Thursday, 17 March 2011
Top Five: Fave Books of All Time
I was obsessed with Ever After when I was 12. One of my favourite lines was when Prince Henry asks Danielle to pick a book that she likes, and she replies, "I could no sooner choose a favourite star in the heavens." At the time, I thought this was, like, way deep, and quickly adopted it as my own attitude towards books. Now I just think it's super cheesy, but I have to admit it still kinda applies. As an avid reader, I come across so many books that I LOVE, LOVE, LOVE (and a few that I hate, hate, hate), but over the years I've managed to whittle down a rough top five list of books that stay with me and repeatedly draw me back in. So, here goes:
1. David Copperfield by Charles Dickens. Dickens is my favourite author - I just adore his beautiful prose, quirky characters and sprawling stories - and David Copperfield is the epitome of these things. I always feel sad when I've finished reading it, not because of the ending, but because it ends. Even though it's mega-sized, I still can never get enough of Davey boy and the inhabitants of his world - from Betsey Trotwood and Mr Micawber to Steerforth and even the icky Uriah Heep. OK, I just talked myself into reading it again right now.
2. Pride and Prejudice by Jane Austen. Picking up this book is like diving into a big, comforting pool of marshmallows, hugs and sunshine (corny, but true!). I first read it when I was 16 and have revisited it at least once a year since then, but my introduction to the story happened when I was nine and the amazing BBC series aired here. I watched my gran watching it, and I remember her explaining to me what prejudice meant and then telling me all about Elizabeth and Mr Darcy and their pride and prejudices (of course). She then lent it to me on VHS, and I still have her copy of episodes four to six. I treasure it, even though I can no longer watch it (thank goodness for remastered DVDs).
3. The Book Thief by Markus Zusak. I read this for the first time last year and was immediately blown away. I initially resisted reading it because it's narrated by Death and it sounded a tad morbid for my liking, but I was SO glad I persisted because it's just brilliant. I tell everyone I know that they HAVE to read it (it's missing from the pic above because it's currently on loan); I just can't rave enough about this beautifully written, surprisingly uplifting Australian (!) masterpiece.
4. Frankenstein by Mary Shelley. This haunting tale really strikes a chord with me in the way it deals with love and loss. Frankenstein's desperate attempt to avoid losing everything he holds dear has the opposite effect, and I can't help but wish this was different every time I read it. Of course, that wouldn't make the book anywhere near as powerful and I wouldn't love it nearly as much. But I am a sucker for happily ever afters.

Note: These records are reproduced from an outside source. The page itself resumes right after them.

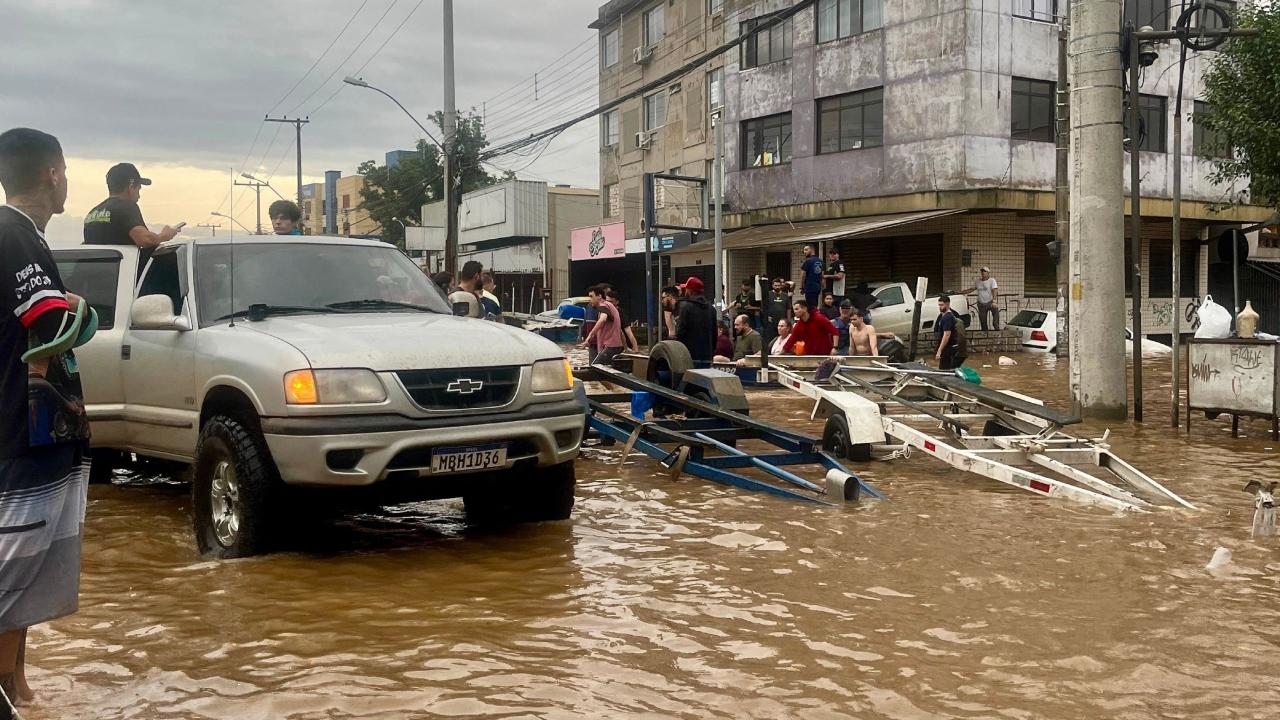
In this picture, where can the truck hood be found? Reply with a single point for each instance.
(406, 341)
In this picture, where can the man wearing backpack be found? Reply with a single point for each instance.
(952, 346)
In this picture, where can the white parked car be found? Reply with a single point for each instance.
(1040, 333)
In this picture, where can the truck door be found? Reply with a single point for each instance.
(159, 367)
(96, 276)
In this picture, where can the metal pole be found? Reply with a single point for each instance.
(451, 169)
(1063, 191)
(1136, 233)
(718, 172)
(654, 328)
(1176, 384)
(1098, 378)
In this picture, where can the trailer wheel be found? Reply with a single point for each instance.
(995, 428)
(671, 358)
(836, 440)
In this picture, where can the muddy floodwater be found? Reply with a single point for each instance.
(955, 597)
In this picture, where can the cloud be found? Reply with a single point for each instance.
(186, 83)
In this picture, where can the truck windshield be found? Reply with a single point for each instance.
(352, 278)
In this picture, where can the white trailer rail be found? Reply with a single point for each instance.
(1001, 436)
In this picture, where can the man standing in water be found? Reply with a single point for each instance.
(44, 432)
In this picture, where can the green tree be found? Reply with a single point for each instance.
(401, 191)
(1243, 94)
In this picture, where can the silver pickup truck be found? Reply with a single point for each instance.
(278, 367)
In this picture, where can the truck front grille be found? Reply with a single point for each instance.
(466, 388)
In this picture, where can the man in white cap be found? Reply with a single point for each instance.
(988, 295)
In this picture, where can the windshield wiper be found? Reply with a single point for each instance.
(264, 310)
(368, 302)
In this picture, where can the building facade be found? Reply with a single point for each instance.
(919, 140)
(668, 130)
(521, 232)
(334, 208)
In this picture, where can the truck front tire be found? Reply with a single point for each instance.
(233, 490)
(524, 496)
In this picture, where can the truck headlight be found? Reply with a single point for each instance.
(553, 376)
(333, 387)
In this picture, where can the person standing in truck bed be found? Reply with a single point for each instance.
(118, 219)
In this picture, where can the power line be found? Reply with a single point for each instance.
(380, 48)
(353, 50)
(314, 65)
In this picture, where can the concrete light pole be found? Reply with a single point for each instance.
(1098, 384)
(451, 165)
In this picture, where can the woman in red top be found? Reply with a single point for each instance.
(813, 329)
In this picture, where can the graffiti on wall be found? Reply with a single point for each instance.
(1157, 315)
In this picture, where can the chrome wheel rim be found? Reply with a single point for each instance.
(224, 504)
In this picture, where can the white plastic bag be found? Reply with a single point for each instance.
(1215, 319)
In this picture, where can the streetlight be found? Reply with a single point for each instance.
(451, 201)
(232, 219)
(246, 176)
(360, 82)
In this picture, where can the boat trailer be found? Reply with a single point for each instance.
(999, 434)
(698, 428)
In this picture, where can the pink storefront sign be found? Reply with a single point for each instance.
(599, 242)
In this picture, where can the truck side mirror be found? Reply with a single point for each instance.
(155, 313)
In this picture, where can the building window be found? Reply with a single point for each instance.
(654, 26)
(1207, 142)
(609, 49)
(656, 110)
(1043, 10)
(767, 141)
(714, 90)
(767, 46)
(1153, 13)
(1040, 270)
(612, 201)
(609, 128)
(1160, 279)
(1152, 110)
(845, 18)
(850, 122)
(1033, 110)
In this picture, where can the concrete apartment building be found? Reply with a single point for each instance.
(334, 208)
(670, 130)
(917, 136)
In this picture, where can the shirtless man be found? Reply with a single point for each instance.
(863, 338)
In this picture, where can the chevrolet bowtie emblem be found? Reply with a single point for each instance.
(464, 386)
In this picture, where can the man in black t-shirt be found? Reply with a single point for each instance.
(118, 220)
(44, 433)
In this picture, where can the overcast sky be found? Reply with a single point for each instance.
(179, 87)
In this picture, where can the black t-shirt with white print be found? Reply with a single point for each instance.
(49, 410)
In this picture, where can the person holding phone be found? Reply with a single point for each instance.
(118, 219)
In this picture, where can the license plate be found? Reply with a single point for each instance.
(466, 459)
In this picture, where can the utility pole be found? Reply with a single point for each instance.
(1098, 383)
(297, 126)
(1061, 188)
(257, 190)
(718, 188)
(1136, 223)
(451, 164)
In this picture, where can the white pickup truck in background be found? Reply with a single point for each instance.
(293, 369)
(896, 306)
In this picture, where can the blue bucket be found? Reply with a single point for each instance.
(641, 402)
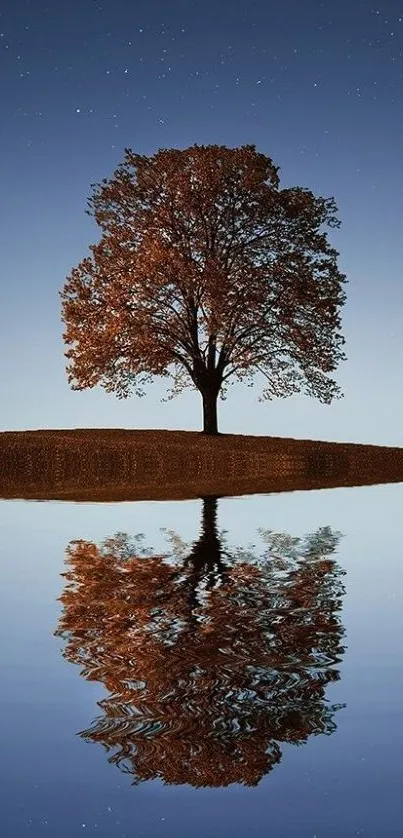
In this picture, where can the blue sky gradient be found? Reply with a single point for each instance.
(317, 86)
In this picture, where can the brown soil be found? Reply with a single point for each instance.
(114, 464)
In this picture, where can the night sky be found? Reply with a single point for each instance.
(317, 86)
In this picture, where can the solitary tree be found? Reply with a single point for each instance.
(212, 656)
(206, 270)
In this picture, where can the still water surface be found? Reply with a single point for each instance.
(203, 668)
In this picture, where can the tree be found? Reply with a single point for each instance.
(206, 270)
(211, 657)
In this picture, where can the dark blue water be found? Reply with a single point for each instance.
(229, 667)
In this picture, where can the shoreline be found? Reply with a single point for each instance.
(108, 464)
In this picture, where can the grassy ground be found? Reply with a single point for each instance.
(114, 464)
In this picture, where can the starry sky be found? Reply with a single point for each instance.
(317, 86)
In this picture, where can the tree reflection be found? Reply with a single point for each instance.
(212, 656)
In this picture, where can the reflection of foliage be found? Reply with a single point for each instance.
(211, 659)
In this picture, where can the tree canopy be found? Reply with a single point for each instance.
(212, 656)
(206, 271)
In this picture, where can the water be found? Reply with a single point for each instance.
(227, 667)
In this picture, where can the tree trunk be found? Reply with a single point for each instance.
(210, 425)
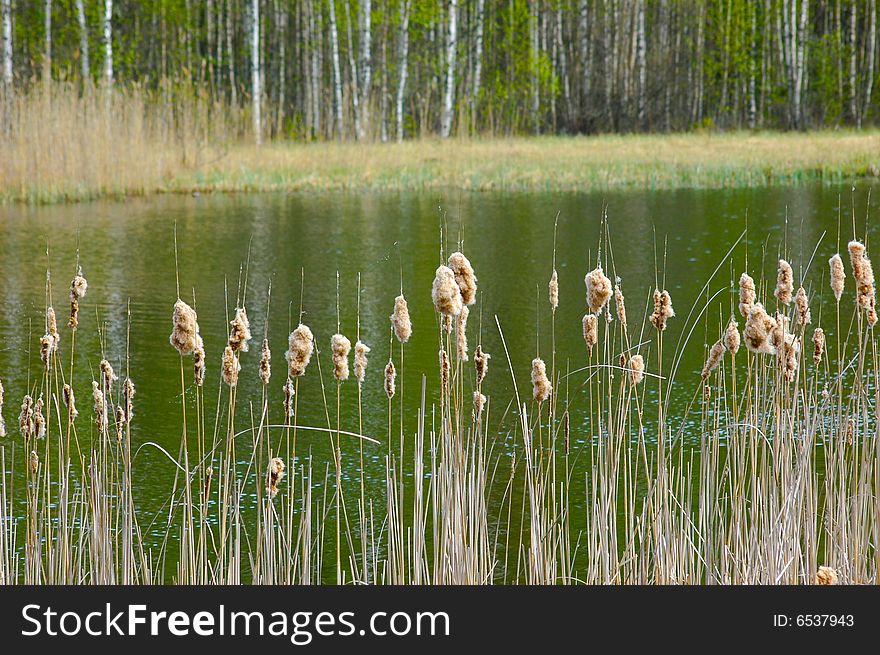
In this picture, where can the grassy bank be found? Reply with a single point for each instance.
(64, 145)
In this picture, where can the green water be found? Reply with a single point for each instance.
(126, 250)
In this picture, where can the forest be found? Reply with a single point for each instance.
(398, 69)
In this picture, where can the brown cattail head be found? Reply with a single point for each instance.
(818, 345)
(240, 332)
(360, 360)
(461, 334)
(274, 476)
(838, 276)
(662, 309)
(591, 332)
(757, 330)
(731, 336)
(481, 363)
(400, 321)
(185, 330)
(598, 289)
(464, 277)
(265, 362)
(802, 306)
(784, 282)
(746, 294)
(230, 366)
(541, 387)
(636, 369)
(390, 377)
(299, 352)
(715, 354)
(340, 347)
(827, 576)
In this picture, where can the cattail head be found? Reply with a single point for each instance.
(662, 309)
(445, 292)
(464, 277)
(746, 294)
(400, 321)
(591, 331)
(541, 387)
(784, 282)
(715, 354)
(802, 307)
(274, 476)
(598, 289)
(636, 369)
(838, 276)
(360, 361)
(185, 330)
(265, 362)
(340, 347)
(461, 334)
(390, 377)
(230, 366)
(240, 331)
(299, 352)
(818, 345)
(731, 336)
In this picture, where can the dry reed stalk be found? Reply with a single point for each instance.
(464, 277)
(299, 353)
(784, 282)
(400, 320)
(541, 387)
(445, 292)
(598, 289)
(340, 347)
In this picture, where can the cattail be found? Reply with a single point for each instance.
(199, 366)
(598, 289)
(445, 292)
(360, 361)
(541, 387)
(265, 362)
(464, 277)
(230, 367)
(802, 307)
(620, 306)
(757, 330)
(461, 334)
(715, 354)
(100, 406)
(784, 282)
(444, 368)
(400, 321)
(240, 334)
(818, 345)
(827, 576)
(838, 276)
(288, 398)
(731, 336)
(70, 402)
(340, 347)
(662, 309)
(390, 377)
(185, 333)
(636, 369)
(591, 332)
(746, 294)
(275, 475)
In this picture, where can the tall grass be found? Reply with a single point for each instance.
(771, 472)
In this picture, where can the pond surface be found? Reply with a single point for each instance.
(228, 242)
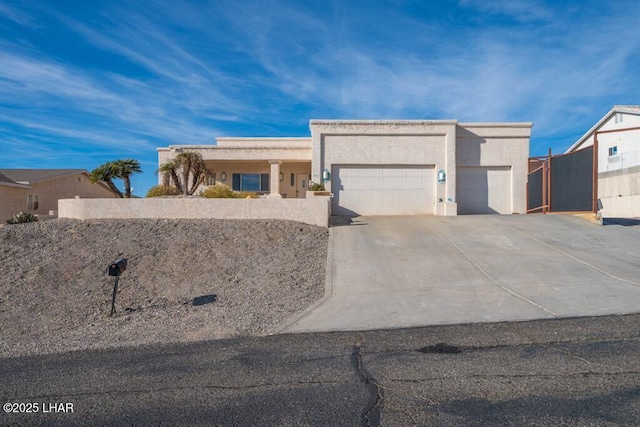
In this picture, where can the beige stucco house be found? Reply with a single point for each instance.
(37, 191)
(617, 136)
(382, 167)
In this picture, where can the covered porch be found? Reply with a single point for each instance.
(274, 178)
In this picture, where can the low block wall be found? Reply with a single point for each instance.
(620, 207)
(309, 211)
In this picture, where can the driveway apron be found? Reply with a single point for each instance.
(395, 272)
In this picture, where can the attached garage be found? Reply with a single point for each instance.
(382, 189)
(484, 190)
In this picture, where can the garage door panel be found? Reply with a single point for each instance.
(483, 190)
(382, 190)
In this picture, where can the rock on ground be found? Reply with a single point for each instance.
(55, 293)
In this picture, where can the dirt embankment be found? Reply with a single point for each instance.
(55, 293)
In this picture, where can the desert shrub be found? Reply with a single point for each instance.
(21, 218)
(162, 190)
(219, 191)
(316, 187)
(247, 195)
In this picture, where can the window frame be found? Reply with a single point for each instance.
(33, 202)
(239, 182)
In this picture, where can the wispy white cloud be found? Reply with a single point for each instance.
(520, 10)
(17, 15)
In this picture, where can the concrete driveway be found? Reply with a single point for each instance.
(396, 272)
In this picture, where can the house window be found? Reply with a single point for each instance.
(210, 179)
(250, 182)
(33, 202)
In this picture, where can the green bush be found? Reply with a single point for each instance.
(220, 191)
(162, 190)
(316, 187)
(21, 218)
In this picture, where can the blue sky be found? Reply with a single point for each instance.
(84, 82)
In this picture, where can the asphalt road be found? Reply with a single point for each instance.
(549, 372)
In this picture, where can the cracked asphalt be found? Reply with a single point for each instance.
(581, 371)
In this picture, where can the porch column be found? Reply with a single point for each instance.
(274, 183)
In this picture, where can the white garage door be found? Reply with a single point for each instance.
(382, 190)
(482, 190)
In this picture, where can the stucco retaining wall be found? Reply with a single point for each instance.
(620, 207)
(309, 211)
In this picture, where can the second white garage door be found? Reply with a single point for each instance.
(382, 190)
(482, 190)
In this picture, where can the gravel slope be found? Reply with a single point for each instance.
(55, 294)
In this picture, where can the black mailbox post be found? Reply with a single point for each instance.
(116, 269)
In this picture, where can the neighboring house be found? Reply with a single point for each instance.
(385, 167)
(618, 160)
(37, 191)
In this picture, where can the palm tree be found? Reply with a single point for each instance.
(122, 169)
(169, 171)
(126, 168)
(106, 173)
(185, 167)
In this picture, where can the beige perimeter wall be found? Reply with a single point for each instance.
(314, 211)
(619, 193)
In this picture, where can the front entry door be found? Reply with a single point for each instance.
(302, 184)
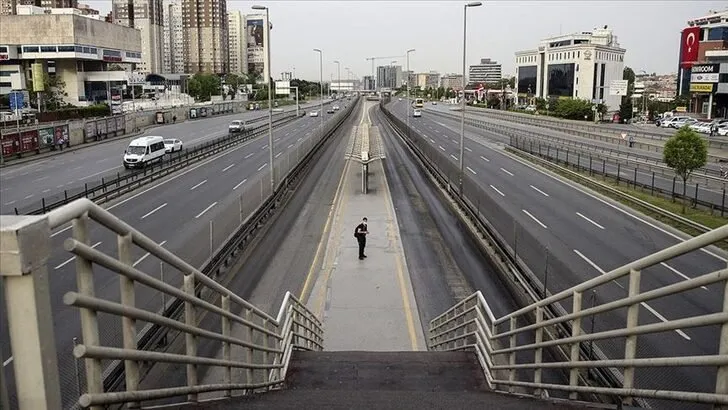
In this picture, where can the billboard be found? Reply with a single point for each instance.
(690, 40)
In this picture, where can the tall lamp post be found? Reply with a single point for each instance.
(321, 83)
(270, 102)
(462, 102)
(408, 98)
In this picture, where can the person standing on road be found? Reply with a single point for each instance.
(360, 233)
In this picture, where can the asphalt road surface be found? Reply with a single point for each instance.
(26, 183)
(585, 236)
(175, 213)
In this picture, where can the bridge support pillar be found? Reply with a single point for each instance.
(24, 254)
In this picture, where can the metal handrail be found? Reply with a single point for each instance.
(470, 324)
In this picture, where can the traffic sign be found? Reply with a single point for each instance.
(16, 100)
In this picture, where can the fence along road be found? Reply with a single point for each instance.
(217, 194)
(566, 235)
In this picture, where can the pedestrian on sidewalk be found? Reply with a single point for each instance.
(360, 233)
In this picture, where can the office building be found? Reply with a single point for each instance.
(147, 17)
(237, 53)
(579, 65)
(174, 52)
(487, 72)
(205, 36)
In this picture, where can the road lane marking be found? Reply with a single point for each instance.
(643, 304)
(205, 210)
(498, 191)
(145, 256)
(535, 219)
(154, 210)
(73, 257)
(677, 272)
(589, 220)
(238, 185)
(198, 185)
(539, 191)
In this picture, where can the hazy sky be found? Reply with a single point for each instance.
(351, 31)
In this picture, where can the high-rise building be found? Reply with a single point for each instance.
(257, 45)
(487, 72)
(237, 52)
(580, 65)
(147, 17)
(205, 30)
(174, 53)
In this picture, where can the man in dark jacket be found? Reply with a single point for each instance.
(360, 233)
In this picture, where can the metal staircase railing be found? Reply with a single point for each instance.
(470, 324)
(267, 341)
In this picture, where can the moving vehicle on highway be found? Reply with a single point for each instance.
(172, 145)
(236, 126)
(143, 151)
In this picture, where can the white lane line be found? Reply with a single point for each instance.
(198, 185)
(498, 191)
(589, 220)
(645, 305)
(72, 258)
(677, 272)
(145, 256)
(535, 219)
(238, 185)
(154, 210)
(539, 191)
(205, 210)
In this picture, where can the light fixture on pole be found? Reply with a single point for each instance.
(270, 101)
(321, 83)
(462, 102)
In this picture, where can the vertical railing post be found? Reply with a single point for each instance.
(630, 345)
(574, 356)
(128, 325)
(24, 276)
(190, 339)
(226, 331)
(89, 318)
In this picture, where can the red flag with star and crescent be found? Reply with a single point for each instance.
(689, 47)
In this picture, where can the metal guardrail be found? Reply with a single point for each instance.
(470, 324)
(106, 189)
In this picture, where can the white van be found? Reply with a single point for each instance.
(144, 150)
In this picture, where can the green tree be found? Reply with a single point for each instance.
(685, 152)
(202, 86)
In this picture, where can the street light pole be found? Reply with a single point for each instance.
(462, 102)
(270, 102)
(321, 84)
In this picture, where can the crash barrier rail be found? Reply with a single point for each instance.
(624, 152)
(713, 200)
(267, 342)
(470, 324)
(233, 226)
(561, 124)
(105, 188)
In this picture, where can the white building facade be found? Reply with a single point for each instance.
(579, 65)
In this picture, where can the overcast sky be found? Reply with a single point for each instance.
(351, 31)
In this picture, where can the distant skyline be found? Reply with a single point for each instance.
(351, 31)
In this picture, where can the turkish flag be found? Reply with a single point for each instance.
(689, 46)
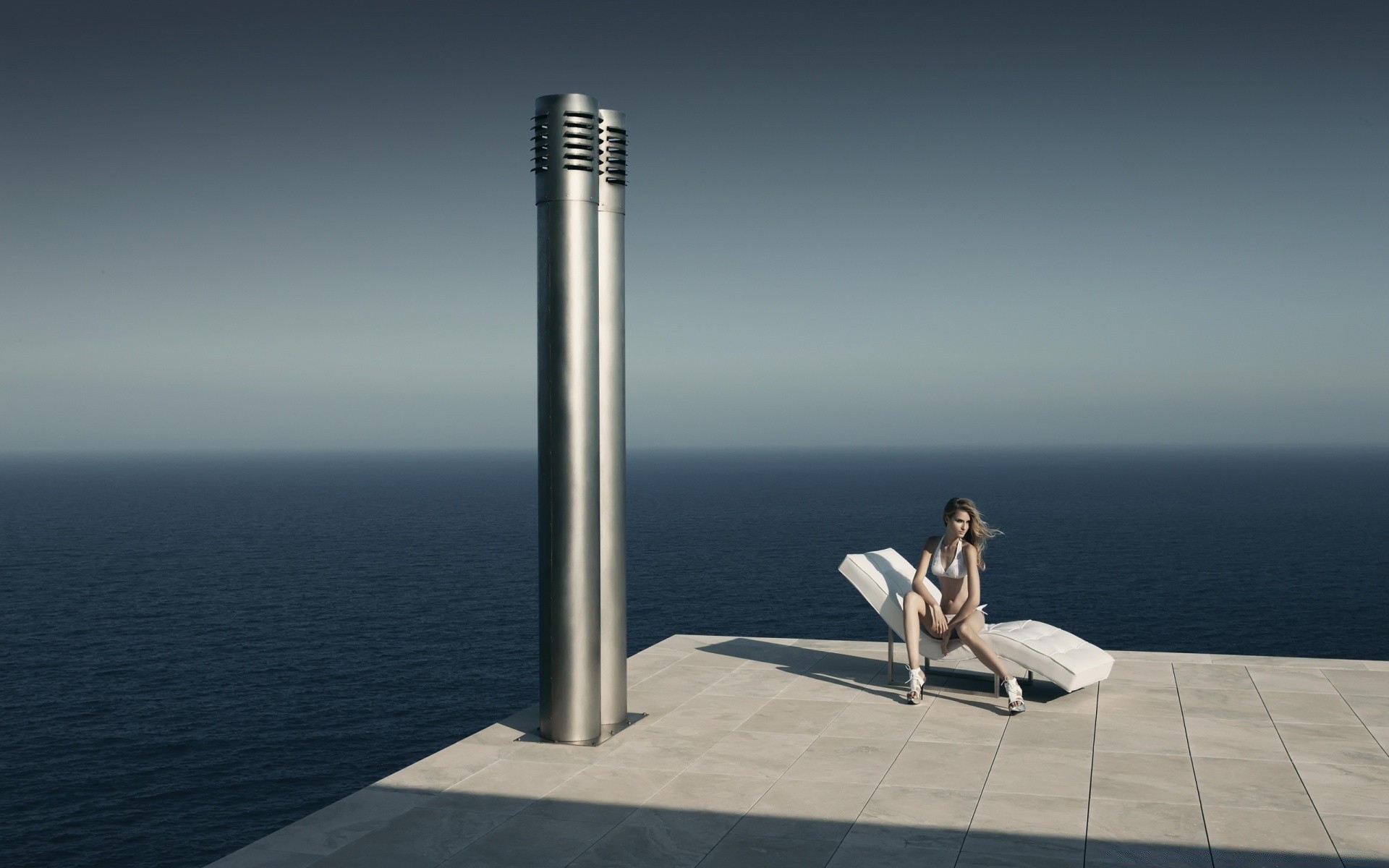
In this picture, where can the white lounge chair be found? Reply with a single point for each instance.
(884, 578)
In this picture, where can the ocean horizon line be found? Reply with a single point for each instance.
(1109, 449)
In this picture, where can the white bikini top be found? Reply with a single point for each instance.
(956, 570)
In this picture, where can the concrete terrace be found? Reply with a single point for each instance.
(797, 753)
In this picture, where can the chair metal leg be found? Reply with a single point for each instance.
(892, 667)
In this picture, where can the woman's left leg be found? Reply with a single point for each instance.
(969, 634)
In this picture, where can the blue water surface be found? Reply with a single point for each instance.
(199, 650)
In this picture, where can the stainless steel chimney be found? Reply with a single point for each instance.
(613, 417)
(566, 156)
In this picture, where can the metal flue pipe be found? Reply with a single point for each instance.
(613, 417)
(566, 157)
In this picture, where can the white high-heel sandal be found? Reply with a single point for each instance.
(1016, 705)
(916, 685)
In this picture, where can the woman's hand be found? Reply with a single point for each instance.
(938, 621)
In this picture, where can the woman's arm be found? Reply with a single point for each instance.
(972, 599)
(919, 582)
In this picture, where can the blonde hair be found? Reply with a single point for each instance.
(980, 532)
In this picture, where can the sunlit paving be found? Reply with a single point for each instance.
(800, 753)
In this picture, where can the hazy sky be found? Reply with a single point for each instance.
(294, 226)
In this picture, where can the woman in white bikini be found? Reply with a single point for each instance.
(956, 560)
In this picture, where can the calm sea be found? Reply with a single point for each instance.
(196, 652)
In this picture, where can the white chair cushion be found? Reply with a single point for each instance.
(884, 578)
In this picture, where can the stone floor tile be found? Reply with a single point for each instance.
(713, 659)
(1362, 791)
(699, 792)
(1359, 684)
(1142, 671)
(661, 749)
(752, 851)
(919, 817)
(1144, 778)
(1213, 677)
(1360, 841)
(681, 678)
(1008, 825)
(347, 820)
(256, 856)
(961, 721)
(1146, 833)
(1250, 783)
(763, 754)
(1381, 735)
(1162, 656)
(1023, 856)
(1309, 709)
(1250, 836)
(656, 652)
(443, 768)
(942, 765)
(768, 653)
(1298, 663)
(506, 786)
(1129, 699)
(1230, 705)
(845, 760)
(602, 793)
(1050, 731)
(1046, 697)
(655, 703)
(792, 715)
(1372, 710)
(830, 688)
(1331, 744)
(640, 668)
(1040, 771)
(816, 810)
(1291, 679)
(420, 838)
(863, 721)
(656, 836)
(534, 749)
(685, 642)
(501, 735)
(1235, 739)
(1141, 735)
(872, 849)
(528, 842)
(709, 714)
(842, 664)
(755, 681)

5. The Princess Bride by William Goldman. This book has it all - it even says so itself: "Fencing. Fighting. Torture. Poison. True love. Hate. Revenge. Giants. Hunters. Bad men. Good men. Beautifulest ladies. Snakes. Spiders. Beasts of all natures and descriptions. Pain. Death. Brave men. Coward men. Strongest men. Chases. Escapes. Lies. Truths. Passion. Miracles." It just makes me happy. 'Nuff said.